Okay, so why am I recommending this song? For starters, the song Stardust is probably my favorite standard of all time, there are countless renditions that never fail to stir the soul. Seriously, this song has been covered by Frank Sinatra, John Coltrane, Nat King Cole, Michael Bublé, Gerry Mulligan, Willie Nelson, and many many more. Each one has it's own unique flair that can lend itself to an argument over which is the definitive cover, but for me there are two that stand-out above the rest. The first, and my personal favorite instrumental rendition is the one I've linked here by Dave Brubeck. This song kicks off with a beautiful and gently phrased passage by Paul Desmond that falls upon the ears like honey into the bottom of a hot cup of tea. This is jazz at its most approachable, there's never more than one element vying for your attention at one time. It makes it incredibly easy to understand the message they're trying to deliver here. Lloyd Davis quietly shuffles behind the set with his horsehair brush gently striking the drum, it's so quiet that if someone told you this track was percussion free you would be inclined to believe them. Dave arrives into the track near the half way mark and delivers one of the most jaw droppingly gorgeous piano solos you will ever hear. My favorite moment arrives around 4 minutes and 30 seconds in, Dave hurtles us towards a crescendo and just when you think he's going to throw us off at the top he very softly and deliberately waterfalls us back down to earth before Paul Desmond picks us up and carries us home. For some reason, images of a lonely walk through a small European village in the middle of a snow shower get conjured when I press play here. Midjourney interpreted that vision beautifully below. Enjoy.
🏡 An Album to Live In
When I started this newsletter I knew this album would make its way into the fold sooner than later. Like Amen Dune's Freedom, What a Boost has become one of the seminal records of my lifetime. It's one of those albums that found its way into my life in a way I cant even recall, it wasn't there and then one day it was and I was instantly bonded to the soundscapes within. Rozi's voice has a hypnotic element that doesn't ask for your permission to be enjoyed, it just happens. There are shades of Jessica Pratt here honestly, they both possess the same je ne sais quoi that immediately enraptures the senses.
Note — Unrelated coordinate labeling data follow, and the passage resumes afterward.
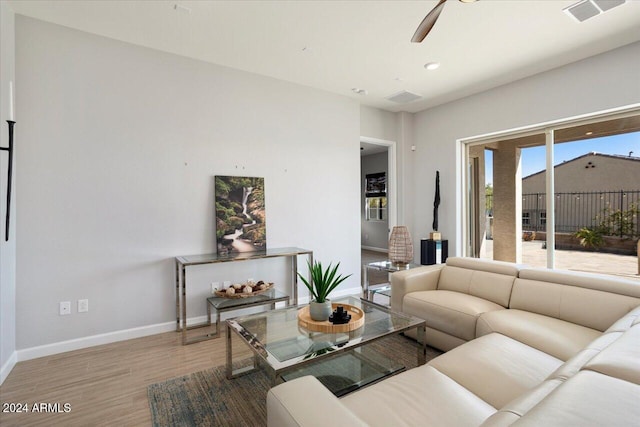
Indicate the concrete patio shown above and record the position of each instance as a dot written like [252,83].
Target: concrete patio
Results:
[594,262]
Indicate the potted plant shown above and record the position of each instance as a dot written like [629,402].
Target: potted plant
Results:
[323,281]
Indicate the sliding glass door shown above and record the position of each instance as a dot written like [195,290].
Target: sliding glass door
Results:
[556,195]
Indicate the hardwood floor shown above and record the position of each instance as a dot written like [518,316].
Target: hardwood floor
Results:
[107,384]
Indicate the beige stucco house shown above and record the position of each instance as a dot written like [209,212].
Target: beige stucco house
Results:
[585,188]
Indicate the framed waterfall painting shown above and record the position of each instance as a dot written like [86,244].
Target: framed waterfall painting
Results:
[240,214]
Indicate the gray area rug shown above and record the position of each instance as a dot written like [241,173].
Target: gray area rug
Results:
[207,398]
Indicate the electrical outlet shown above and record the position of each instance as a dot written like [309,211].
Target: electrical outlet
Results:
[65,308]
[214,287]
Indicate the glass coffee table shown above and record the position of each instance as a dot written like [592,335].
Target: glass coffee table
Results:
[286,350]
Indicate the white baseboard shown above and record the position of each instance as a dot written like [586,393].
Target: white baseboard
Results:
[91,341]
[371,248]
[127,334]
[8,366]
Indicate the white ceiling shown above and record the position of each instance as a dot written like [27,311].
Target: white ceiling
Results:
[340,45]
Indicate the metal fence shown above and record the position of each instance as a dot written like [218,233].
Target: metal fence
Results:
[574,211]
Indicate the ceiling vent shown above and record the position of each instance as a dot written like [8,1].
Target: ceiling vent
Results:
[586,9]
[404,97]
[605,5]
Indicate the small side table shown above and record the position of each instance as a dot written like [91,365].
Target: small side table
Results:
[369,290]
[220,305]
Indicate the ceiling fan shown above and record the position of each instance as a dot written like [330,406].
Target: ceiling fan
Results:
[430,20]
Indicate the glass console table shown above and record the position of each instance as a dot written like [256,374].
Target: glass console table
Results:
[390,267]
[182,262]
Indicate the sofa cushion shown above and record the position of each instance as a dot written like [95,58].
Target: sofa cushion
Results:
[553,336]
[290,405]
[452,312]
[437,339]
[496,368]
[587,300]
[419,397]
[621,359]
[513,410]
[494,287]
[587,399]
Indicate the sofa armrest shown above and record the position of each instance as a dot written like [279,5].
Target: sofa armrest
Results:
[417,279]
[306,402]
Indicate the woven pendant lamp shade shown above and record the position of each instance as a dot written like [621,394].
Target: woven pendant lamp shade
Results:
[400,245]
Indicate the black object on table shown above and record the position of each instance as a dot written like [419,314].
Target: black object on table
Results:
[433,251]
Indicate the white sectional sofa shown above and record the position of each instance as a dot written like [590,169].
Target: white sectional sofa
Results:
[524,347]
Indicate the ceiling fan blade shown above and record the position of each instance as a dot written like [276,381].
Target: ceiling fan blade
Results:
[428,22]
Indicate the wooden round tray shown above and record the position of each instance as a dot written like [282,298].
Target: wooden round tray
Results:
[357,320]
[223,294]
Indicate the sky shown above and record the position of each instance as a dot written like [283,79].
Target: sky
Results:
[534,159]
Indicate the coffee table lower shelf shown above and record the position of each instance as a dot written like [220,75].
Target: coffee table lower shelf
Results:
[349,371]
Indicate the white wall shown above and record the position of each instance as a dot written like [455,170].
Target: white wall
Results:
[7,249]
[118,149]
[602,82]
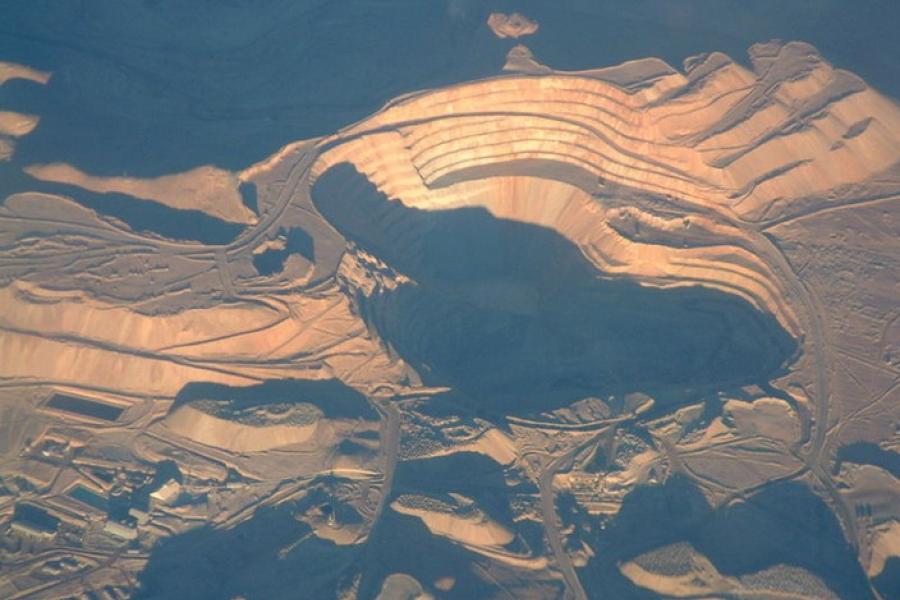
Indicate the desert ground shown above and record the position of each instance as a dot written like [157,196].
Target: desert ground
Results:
[630,331]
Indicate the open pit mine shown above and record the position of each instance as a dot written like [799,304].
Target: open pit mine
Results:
[627,332]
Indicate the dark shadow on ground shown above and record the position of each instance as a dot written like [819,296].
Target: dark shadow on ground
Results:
[867,453]
[513,315]
[158,86]
[784,523]
[335,399]
[142,216]
[888,581]
[247,561]
[272,261]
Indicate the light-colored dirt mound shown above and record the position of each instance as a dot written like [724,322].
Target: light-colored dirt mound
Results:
[679,571]
[400,586]
[13,71]
[769,417]
[238,437]
[17,124]
[207,189]
[511,26]
[459,519]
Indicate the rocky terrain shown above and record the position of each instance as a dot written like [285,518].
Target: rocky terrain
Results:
[626,332]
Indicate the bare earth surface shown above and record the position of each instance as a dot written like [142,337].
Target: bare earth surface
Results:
[624,332]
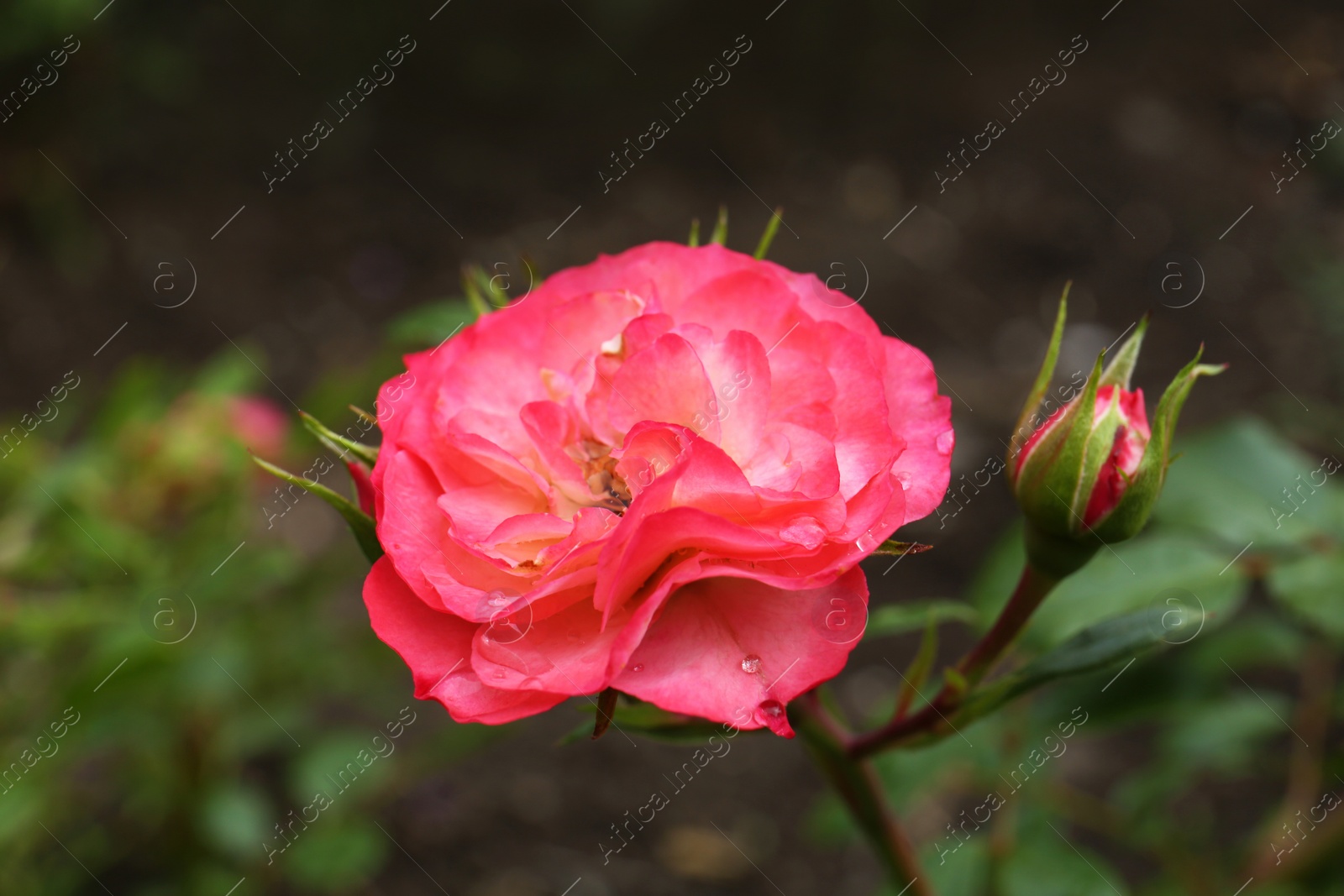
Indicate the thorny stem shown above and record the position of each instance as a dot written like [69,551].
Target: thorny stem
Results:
[857,782]
[1032,590]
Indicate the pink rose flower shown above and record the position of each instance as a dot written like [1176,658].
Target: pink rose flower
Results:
[655,473]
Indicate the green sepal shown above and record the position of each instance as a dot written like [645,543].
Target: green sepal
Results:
[339,443]
[1101,443]
[1122,365]
[772,226]
[721,228]
[1050,476]
[1146,486]
[1038,390]
[360,524]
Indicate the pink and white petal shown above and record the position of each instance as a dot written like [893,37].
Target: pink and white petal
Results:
[739,375]
[664,383]
[437,647]
[754,300]
[568,652]
[410,526]
[736,651]
[924,419]
[864,441]
[795,459]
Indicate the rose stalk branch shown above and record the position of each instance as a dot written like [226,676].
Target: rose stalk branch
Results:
[1032,590]
[857,782]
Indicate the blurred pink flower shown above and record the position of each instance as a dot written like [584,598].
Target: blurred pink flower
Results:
[259,425]
[655,473]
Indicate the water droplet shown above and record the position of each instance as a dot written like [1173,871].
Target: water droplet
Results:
[804,530]
[945,443]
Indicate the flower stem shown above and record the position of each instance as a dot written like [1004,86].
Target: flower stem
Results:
[858,785]
[1032,590]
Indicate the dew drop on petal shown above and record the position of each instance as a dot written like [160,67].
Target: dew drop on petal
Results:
[804,530]
[944,443]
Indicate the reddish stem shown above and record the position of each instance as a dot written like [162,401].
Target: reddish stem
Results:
[1032,590]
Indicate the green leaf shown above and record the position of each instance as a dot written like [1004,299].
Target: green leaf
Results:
[1142,573]
[339,443]
[1312,589]
[335,856]
[235,819]
[1108,644]
[956,869]
[918,671]
[432,322]
[648,720]
[360,524]
[721,228]
[900,618]
[1230,483]
[898,548]
[1223,735]
[475,298]
[1046,864]
[768,237]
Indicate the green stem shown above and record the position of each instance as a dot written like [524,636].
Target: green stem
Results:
[1032,590]
[858,785]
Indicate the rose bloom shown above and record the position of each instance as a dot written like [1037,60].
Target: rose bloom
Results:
[655,473]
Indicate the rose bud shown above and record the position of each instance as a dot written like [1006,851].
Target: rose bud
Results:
[1092,472]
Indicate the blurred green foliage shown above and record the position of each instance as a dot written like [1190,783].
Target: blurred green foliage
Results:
[197,645]
[1194,755]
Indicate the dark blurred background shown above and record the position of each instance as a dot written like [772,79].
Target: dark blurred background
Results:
[132,176]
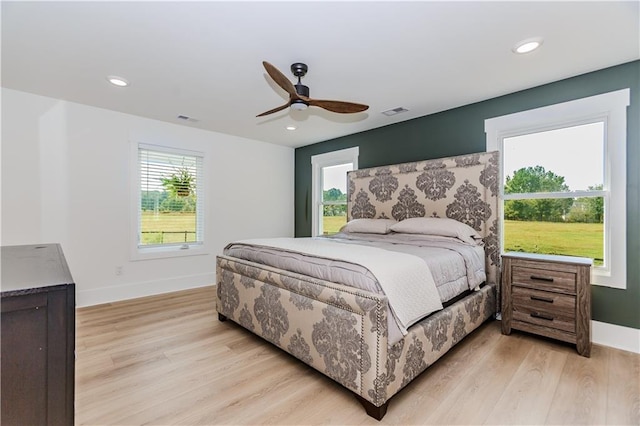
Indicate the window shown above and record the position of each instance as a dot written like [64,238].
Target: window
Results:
[329,183]
[168,200]
[563,181]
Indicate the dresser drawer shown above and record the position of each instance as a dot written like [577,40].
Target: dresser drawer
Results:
[544,279]
[546,309]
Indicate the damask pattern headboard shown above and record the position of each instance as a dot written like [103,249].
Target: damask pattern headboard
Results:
[464,188]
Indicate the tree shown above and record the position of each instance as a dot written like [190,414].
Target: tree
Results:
[334,194]
[593,206]
[534,180]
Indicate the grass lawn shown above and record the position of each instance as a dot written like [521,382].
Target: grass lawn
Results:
[332,224]
[570,239]
[153,224]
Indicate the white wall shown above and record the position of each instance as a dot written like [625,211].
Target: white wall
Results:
[65,178]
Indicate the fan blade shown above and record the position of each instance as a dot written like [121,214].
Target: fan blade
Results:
[280,79]
[271,111]
[336,106]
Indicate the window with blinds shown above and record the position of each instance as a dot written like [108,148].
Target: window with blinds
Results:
[171,200]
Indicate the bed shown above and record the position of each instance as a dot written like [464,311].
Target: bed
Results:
[293,293]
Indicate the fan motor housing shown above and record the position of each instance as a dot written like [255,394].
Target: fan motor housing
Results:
[302,90]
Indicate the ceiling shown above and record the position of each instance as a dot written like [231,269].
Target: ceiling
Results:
[203,60]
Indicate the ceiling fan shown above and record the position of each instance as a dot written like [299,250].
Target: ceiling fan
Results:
[299,94]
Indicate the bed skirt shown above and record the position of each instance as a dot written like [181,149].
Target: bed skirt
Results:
[342,331]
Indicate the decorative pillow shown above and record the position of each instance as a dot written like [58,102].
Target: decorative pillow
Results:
[369,226]
[438,226]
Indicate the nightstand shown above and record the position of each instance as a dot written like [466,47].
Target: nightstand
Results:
[548,295]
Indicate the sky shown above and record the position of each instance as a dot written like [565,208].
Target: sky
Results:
[336,177]
[576,153]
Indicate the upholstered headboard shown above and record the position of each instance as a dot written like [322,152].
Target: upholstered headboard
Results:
[464,188]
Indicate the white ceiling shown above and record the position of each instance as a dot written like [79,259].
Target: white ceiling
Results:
[204,59]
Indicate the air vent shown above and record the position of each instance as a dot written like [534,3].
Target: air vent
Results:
[394,111]
[187,118]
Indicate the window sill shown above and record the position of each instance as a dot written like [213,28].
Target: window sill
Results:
[151,253]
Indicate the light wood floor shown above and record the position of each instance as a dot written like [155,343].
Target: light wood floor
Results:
[168,360]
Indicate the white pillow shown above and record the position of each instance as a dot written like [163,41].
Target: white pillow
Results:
[369,226]
[438,226]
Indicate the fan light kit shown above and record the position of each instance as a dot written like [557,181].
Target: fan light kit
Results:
[117,81]
[528,45]
[299,93]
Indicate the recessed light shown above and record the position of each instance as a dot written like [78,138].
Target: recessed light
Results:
[117,81]
[527,45]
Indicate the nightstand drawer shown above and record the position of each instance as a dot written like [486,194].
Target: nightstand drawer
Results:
[545,308]
[544,279]
[558,320]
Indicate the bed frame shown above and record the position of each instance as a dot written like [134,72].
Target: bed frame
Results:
[342,331]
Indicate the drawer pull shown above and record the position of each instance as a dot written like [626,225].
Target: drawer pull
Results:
[541,316]
[548,279]
[542,299]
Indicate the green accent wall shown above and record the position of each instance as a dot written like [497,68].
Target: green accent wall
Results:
[461,131]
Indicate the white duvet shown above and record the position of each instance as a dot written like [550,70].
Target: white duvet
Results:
[405,279]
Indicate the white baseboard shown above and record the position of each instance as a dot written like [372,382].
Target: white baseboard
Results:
[114,293]
[615,336]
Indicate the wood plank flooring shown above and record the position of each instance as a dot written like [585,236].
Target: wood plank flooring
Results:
[168,360]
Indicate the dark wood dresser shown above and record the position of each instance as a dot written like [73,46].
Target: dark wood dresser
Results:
[549,296]
[38,336]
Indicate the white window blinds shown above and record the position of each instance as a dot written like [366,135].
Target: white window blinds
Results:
[170,208]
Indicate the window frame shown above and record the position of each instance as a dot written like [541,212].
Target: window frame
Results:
[168,250]
[318,163]
[609,108]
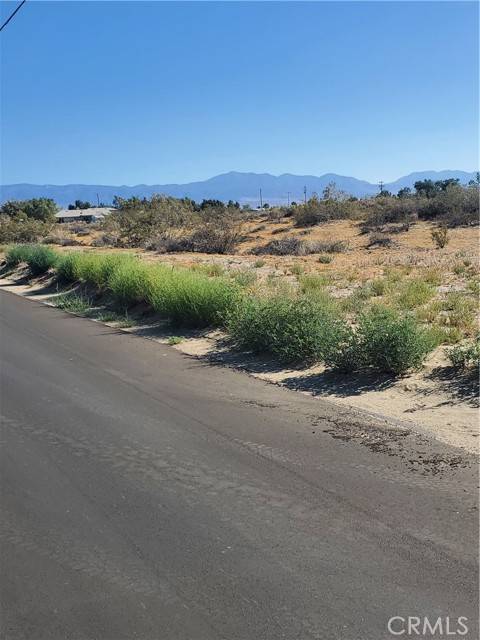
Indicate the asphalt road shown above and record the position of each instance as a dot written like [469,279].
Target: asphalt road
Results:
[148,495]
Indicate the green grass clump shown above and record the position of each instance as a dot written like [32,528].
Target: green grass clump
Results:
[466,355]
[414,293]
[292,329]
[40,259]
[16,254]
[191,298]
[129,282]
[245,277]
[68,266]
[73,302]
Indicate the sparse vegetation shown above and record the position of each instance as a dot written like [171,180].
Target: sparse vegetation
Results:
[466,355]
[384,311]
[38,258]
[440,237]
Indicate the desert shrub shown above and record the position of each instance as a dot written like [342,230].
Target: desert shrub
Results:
[129,282]
[295,246]
[215,237]
[348,353]
[379,286]
[356,301]
[453,205]
[105,240]
[433,276]
[16,254]
[292,329]
[167,242]
[440,237]
[245,277]
[40,259]
[460,311]
[190,298]
[387,210]
[315,211]
[413,293]
[466,355]
[312,283]
[380,240]
[392,342]
[324,259]
[332,246]
[290,245]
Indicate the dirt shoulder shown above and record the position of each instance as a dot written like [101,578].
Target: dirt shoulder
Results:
[435,402]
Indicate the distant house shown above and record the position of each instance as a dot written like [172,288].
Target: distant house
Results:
[94,214]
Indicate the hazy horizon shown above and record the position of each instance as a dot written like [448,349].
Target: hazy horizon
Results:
[161,93]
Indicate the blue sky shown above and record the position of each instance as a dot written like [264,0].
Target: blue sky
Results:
[158,92]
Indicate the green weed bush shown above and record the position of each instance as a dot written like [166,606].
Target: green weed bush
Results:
[191,298]
[292,329]
[40,259]
[17,253]
[392,342]
[129,282]
[466,355]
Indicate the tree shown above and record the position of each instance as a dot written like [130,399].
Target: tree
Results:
[332,193]
[404,193]
[217,204]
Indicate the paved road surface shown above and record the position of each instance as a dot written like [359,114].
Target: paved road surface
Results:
[148,495]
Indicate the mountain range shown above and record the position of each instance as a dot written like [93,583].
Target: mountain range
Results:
[244,187]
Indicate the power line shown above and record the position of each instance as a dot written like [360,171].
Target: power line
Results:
[12,14]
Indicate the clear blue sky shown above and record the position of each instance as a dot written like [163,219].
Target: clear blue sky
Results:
[154,92]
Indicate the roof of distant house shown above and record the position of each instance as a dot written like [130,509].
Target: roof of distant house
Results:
[96,212]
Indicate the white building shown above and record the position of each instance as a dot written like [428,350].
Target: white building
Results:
[94,214]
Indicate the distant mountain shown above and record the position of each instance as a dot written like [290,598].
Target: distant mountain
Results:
[244,187]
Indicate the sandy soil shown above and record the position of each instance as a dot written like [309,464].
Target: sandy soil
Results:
[435,401]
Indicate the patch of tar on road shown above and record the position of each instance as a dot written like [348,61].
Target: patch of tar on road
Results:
[410,447]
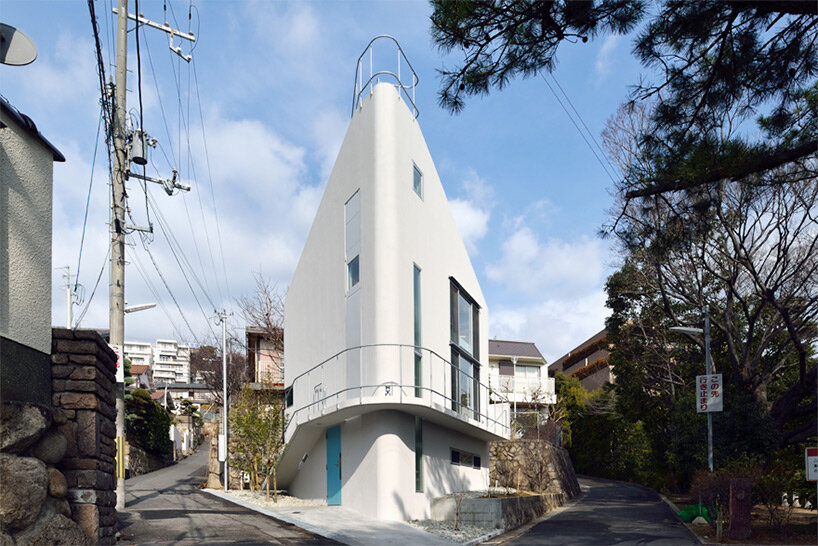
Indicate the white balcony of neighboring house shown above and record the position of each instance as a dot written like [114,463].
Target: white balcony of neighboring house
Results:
[522,389]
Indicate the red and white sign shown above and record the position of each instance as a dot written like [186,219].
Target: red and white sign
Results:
[811,455]
[708,393]
[120,363]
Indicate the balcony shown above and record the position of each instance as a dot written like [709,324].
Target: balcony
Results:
[390,376]
[509,388]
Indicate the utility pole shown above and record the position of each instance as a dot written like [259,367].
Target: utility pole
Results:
[223,448]
[117,266]
[118,207]
[708,365]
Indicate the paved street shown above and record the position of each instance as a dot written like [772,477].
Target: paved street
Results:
[609,513]
[167,507]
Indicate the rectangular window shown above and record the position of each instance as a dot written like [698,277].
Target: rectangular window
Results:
[353,273]
[418,454]
[465,343]
[464,458]
[352,236]
[417,338]
[417,181]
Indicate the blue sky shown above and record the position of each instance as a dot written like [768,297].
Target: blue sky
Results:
[264,107]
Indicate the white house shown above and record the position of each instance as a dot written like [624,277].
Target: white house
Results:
[386,330]
[169,361]
[519,373]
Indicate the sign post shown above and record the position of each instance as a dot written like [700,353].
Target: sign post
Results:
[709,393]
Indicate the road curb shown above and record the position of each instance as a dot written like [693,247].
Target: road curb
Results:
[337,537]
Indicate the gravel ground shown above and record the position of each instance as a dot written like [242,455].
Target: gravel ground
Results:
[259,498]
[465,533]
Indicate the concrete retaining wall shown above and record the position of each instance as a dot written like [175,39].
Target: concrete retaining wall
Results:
[497,512]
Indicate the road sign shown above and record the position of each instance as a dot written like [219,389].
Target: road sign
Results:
[709,393]
[120,363]
[811,455]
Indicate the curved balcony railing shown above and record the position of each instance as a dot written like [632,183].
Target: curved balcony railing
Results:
[375,75]
[393,373]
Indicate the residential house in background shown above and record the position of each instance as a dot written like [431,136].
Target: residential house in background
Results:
[169,361]
[518,374]
[139,353]
[265,356]
[143,376]
[385,328]
[588,362]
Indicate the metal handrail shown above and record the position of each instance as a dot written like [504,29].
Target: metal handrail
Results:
[483,387]
[360,86]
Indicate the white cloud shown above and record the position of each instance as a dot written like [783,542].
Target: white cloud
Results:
[530,267]
[555,323]
[602,65]
[472,212]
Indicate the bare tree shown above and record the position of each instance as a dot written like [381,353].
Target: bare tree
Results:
[263,314]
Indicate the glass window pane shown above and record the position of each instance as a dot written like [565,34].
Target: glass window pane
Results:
[464,323]
[417,182]
[353,272]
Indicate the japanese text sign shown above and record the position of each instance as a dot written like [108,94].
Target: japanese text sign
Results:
[709,393]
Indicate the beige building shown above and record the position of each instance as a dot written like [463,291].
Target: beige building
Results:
[265,356]
[588,362]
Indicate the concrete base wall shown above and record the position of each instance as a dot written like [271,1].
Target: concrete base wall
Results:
[494,513]
[378,466]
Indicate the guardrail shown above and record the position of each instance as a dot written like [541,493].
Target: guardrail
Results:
[375,76]
[383,373]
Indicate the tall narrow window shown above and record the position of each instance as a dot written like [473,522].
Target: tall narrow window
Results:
[465,342]
[417,181]
[418,340]
[418,454]
[352,235]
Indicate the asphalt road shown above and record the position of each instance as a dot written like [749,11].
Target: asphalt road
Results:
[167,507]
[608,513]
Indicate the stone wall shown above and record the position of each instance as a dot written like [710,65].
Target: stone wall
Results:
[83,387]
[533,465]
[34,504]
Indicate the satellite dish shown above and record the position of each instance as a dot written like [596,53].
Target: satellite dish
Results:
[16,48]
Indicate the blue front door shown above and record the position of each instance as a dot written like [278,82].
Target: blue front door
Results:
[334,466]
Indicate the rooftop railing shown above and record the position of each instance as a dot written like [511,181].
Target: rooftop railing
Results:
[376,76]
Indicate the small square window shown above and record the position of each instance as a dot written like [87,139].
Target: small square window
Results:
[353,273]
[417,183]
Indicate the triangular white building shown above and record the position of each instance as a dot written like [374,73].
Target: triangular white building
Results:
[386,345]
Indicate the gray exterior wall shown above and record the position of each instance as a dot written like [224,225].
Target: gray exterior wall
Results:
[26,171]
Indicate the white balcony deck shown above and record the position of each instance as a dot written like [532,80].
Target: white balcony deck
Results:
[382,377]
[508,388]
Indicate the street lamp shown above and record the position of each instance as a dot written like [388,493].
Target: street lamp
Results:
[696,332]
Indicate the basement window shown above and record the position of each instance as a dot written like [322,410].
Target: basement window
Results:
[464,458]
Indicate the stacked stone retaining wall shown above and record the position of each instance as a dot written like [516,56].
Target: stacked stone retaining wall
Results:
[84,388]
[533,465]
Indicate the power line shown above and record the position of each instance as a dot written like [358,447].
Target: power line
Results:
[579,130]
[601,150]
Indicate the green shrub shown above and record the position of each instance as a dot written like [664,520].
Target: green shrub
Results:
[147,423]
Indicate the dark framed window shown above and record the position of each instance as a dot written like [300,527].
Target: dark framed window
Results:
[417,326]
[417,181]
[465,345]
[464,458]
[418,454]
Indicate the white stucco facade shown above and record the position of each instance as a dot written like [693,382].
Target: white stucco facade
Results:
[368,331]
So, if you enjoyed Quiet Signs then you will love What a Boost. Each song feels like its own constellation: twinkling, far out, and perched delicately between the forces of creation and destruction. The bass here reaches down deep but never for fun, it presents as some sort of galactic hum, the glue that binds. The keyboard strokes pulse by like meteors burning up in the atmosphere. These songs are beautifully simple in how they meet the ears, yet there are moments of discord within that to me feel necessary and poignant. To omit them would have been dishonest, to leave them out would've cast an unnatural sheen over the record as a whole, but those moments are here, they remain as a reminder that the process, whatever it is, is never straight forward and predictable. These moments are punctuated by swelling synths and crackling saxophone. This album has been a dependable companion for exploring interiority, it reminds me of how I felt listening to Dark Side of the Moon for the first time, it sparked that same instinct of: I need to listen to this on psychedelics, I must give myself to these sounds, I will be a better person as a result. So, if I had to describe in one sentence how this album makes me feel, I suppose I would say: it feels like you're cozied up, tucked into bed, except your bed is floating through a colorful space nebula, but you can breathe, you're warm, and happy as a clam. Shall we see how Midjourney handles that?
Honestly, I probably would've used more greens and blues, more subtle pinks and purples but it's close enough.
👋 Until next time...
I understand how sacred privacy is in our day and I feel tremendously honored when someone trusts me enough to let me into their inbox week after week. Thanks for being here ❤️.